Cleaning Excel Files
This tutorial will go through opening an Excel file and some common ways you might need to clean data.
Get the Data
The data we will be working with is a file in our shared class repository: university_data.xlsx
Initial Data Examination
This initial step is crucial because it gives you your first look at the data structure. You need to understand how many rows and columns you’re working with as a starting point. The shape
attribute tells you exactly that, while the head()
method shows you the first few rows so you can see actual values and get a feel for what kind of data you’re dealing with. This helps you identify obvious issues immediately and plan your cleaning approach.
Load the data and explore basic information
import pandas as pd
# Load both sheets
enrollment_df = pd.read_excel('university_data.xlsx', sheet_name='Enrollment')
tuition_df = pd.read_excel('university_data.xlsx', sheet_name='Tuition')
# View basic information
print(enrollment_df.shape) # Check number of rows and columns
print(tuition_df.shape)
# Preview the data
print(enrollment_df.head())
print(tuition_df.head())
Check column names and data types
Understanding column names and data types is essential because inconsistent naming conventions can cause problems when merging datasets later. You want to ensure numerical columns are actually stored as numbers (not strings), which affects calculations you might need to perform. Incorrect data types can lead to unexpected behavior in your analysis - for example, if enrollment numbers were stored as strings, you couldn’t calculate averages correctly.
# Examine column names
print(enrollment_df.columns)
print(tuition_df.columns)
# Check data types
print(enrollment_df.dtypes)
print(tuition_df.dtypes)
Check for duplicates
Duplicate entries can significantly skew your analysis results. For instance, if Harvard appears twice in the dataset with the same values, any aggregations like averages or sums would be incorrectly weighted. You need to identify these duplicates to decide whether they’re actual errors that need to be removed or legitimate repeats.

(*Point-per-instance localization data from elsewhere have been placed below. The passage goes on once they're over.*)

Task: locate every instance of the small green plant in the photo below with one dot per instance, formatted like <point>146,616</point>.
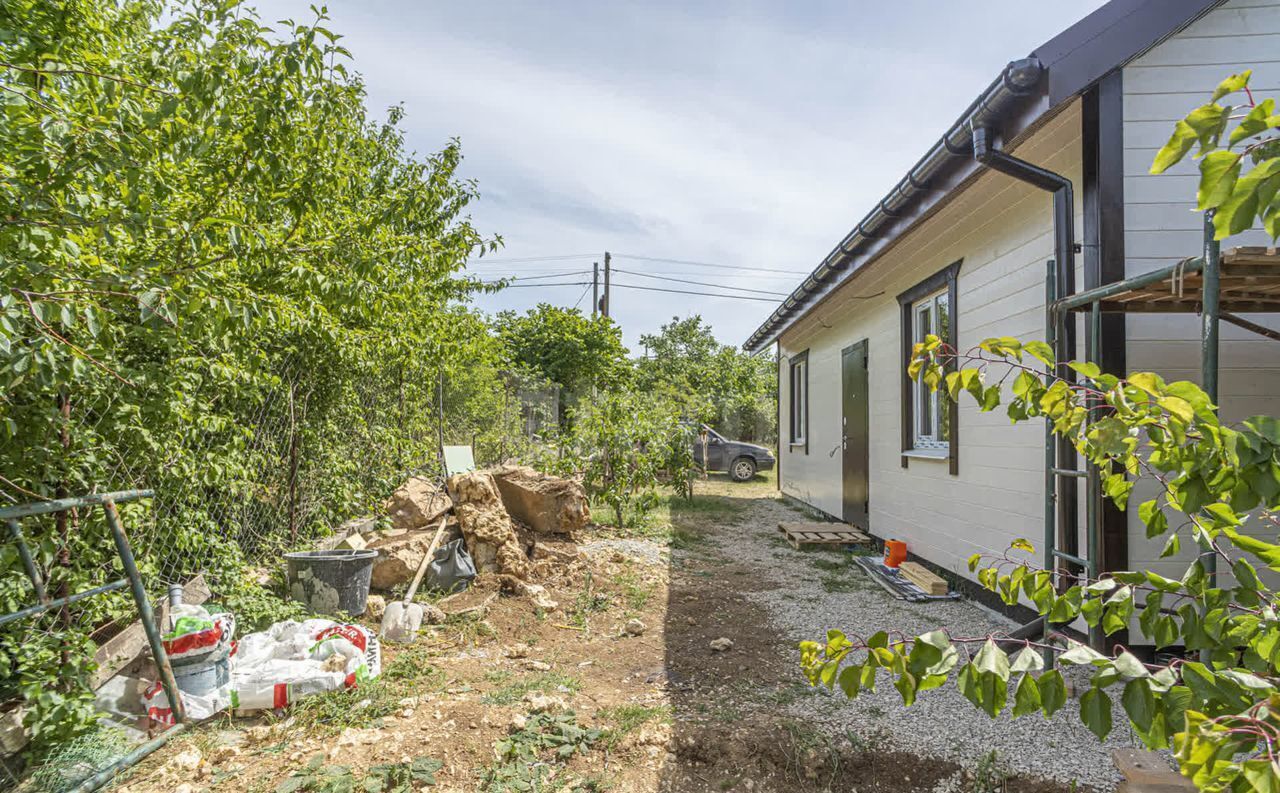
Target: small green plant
<point>389,778</point>
<point>629,718</point>
<point>547,682</point>
<point>528,759</point>
<point>990,777</point>
<point>589,601</point>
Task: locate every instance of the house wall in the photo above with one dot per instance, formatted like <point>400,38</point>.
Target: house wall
<point>1161,87</point>
<point>1002,230</point>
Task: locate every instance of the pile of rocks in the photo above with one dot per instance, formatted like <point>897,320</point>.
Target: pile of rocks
<point>517,523</point>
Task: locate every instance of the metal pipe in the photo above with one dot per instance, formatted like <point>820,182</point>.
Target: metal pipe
<point>1262,330</point>
<point>1138,282</point>
<point>145,613</point>
<point>44,508</point>
<point>132,759</point>
<point>1050,452</point>
<point>28,562</point>
<point>1072,558</point>
<point>1093,486</point>
<point>1210,302</point>
<point>62,601</point>
<point>1064,253</point>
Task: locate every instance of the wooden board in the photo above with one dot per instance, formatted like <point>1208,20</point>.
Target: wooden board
<point>923,578</point>
<point>822,533</point>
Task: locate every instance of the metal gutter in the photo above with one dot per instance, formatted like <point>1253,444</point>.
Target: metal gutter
<point>1020,78</point>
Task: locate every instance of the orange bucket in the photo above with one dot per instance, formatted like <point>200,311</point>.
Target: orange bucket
<point>895,553</point>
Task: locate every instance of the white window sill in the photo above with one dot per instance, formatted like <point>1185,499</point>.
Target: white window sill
<point>928,454</point>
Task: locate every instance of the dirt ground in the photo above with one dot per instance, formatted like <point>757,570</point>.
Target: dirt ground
<point>627,652</point>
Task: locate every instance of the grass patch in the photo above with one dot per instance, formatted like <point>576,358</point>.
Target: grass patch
<point>627,719</point>
<point>529,757</point>
<point>841,573</point>
<point>515,691</point>
<point>635,594</point>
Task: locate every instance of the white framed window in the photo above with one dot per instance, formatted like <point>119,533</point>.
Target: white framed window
<point>931,315</point>
<point>799,399</point>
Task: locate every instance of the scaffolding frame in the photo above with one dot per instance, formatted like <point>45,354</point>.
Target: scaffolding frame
<point>1255,289</point>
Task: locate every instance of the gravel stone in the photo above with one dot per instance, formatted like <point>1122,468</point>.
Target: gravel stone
<point>641,550</point>
<point>942,723</point>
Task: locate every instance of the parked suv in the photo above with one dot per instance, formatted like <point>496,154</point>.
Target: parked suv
<point>741,461</point>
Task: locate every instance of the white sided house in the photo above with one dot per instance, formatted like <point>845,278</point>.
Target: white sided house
<point>961,248</point>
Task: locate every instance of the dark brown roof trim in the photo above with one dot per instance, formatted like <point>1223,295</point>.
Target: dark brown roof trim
<point>1015,101</point>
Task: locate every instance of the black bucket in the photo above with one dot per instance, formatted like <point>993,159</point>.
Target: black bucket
<point>329,582</point>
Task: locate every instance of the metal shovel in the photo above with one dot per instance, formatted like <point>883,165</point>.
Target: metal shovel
<point>403,617</point>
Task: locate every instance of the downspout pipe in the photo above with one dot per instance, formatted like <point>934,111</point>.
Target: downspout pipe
<point>1064,255</point>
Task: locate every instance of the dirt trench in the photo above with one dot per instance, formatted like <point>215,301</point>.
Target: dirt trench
<point>629,651</point>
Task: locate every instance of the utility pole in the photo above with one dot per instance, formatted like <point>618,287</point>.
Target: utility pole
<point>604,306</point>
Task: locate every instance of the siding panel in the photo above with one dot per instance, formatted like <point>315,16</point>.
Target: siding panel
<point>1162,86</point>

# Check for duplicate rows in the enrollment dataframe
print(enrollment_df.duplicated())
print("Duplicate rows in enrollment data:")
print(enrollment_df[enrollment_df.duplicated()])
# Check for duplicate rows in the tuition dataframe
print(tuition_df.duplicated())
print("Duplicate rows in tuition data:")
print(tuition_df[tuition_df.duplicated()])
Check for unique values across all columns
Examining unique values helps you identify inconsistencies within each column. For university names, you might find variations like “Harvard,” “harvard university,” and “Harvard University” that all refer to the same institution. For numerical columns, unusual values might indicate outliers or data entry errors. This step is particularly important for categorical data where consistency is key for proper grouping and analysis.
# Check unique values in all columns
for column in enrollment_df.columns:
print(f"Column: {column}")
print(enrollment_df[column].unique())
print("---")
for column in tuition_df.columns:
print(f"Column: {column}")
print(tuition_df[column].unique())
print("---")
Identifying Common Data Issues
Based on analysis, these are likely issues that need cleaning:
Inconsistent university naming:
- Case inconsistencies (lowercase vs. title case)
- Extra whitespace in university names
- Same universities might be written differently between sheets
Inconsistent column naming:
- “University” vs “university” (capitalization differences)
- Extra spaces in column names (e.g.,
International students
) - Inconsistent formatting (“Average_financial_aid”)
Duplicate records:
- The Enrollment sheet has duplicate rows
Data Cleaning Steps using Pandas
Cleaning column names is a fundamental preprocessing step because inconsistent naming makes your code more error-prone and harder to read. By standardizing names (making everything lowercase, replacing spaces with underscores), you create a consistent naming pattern that’s easier to work with in code. This is especially important when you have to reference columns repeatedly in your analysis. Additionally, standardizing names between dataframes ensures that when you merge them later, the columns will align properly.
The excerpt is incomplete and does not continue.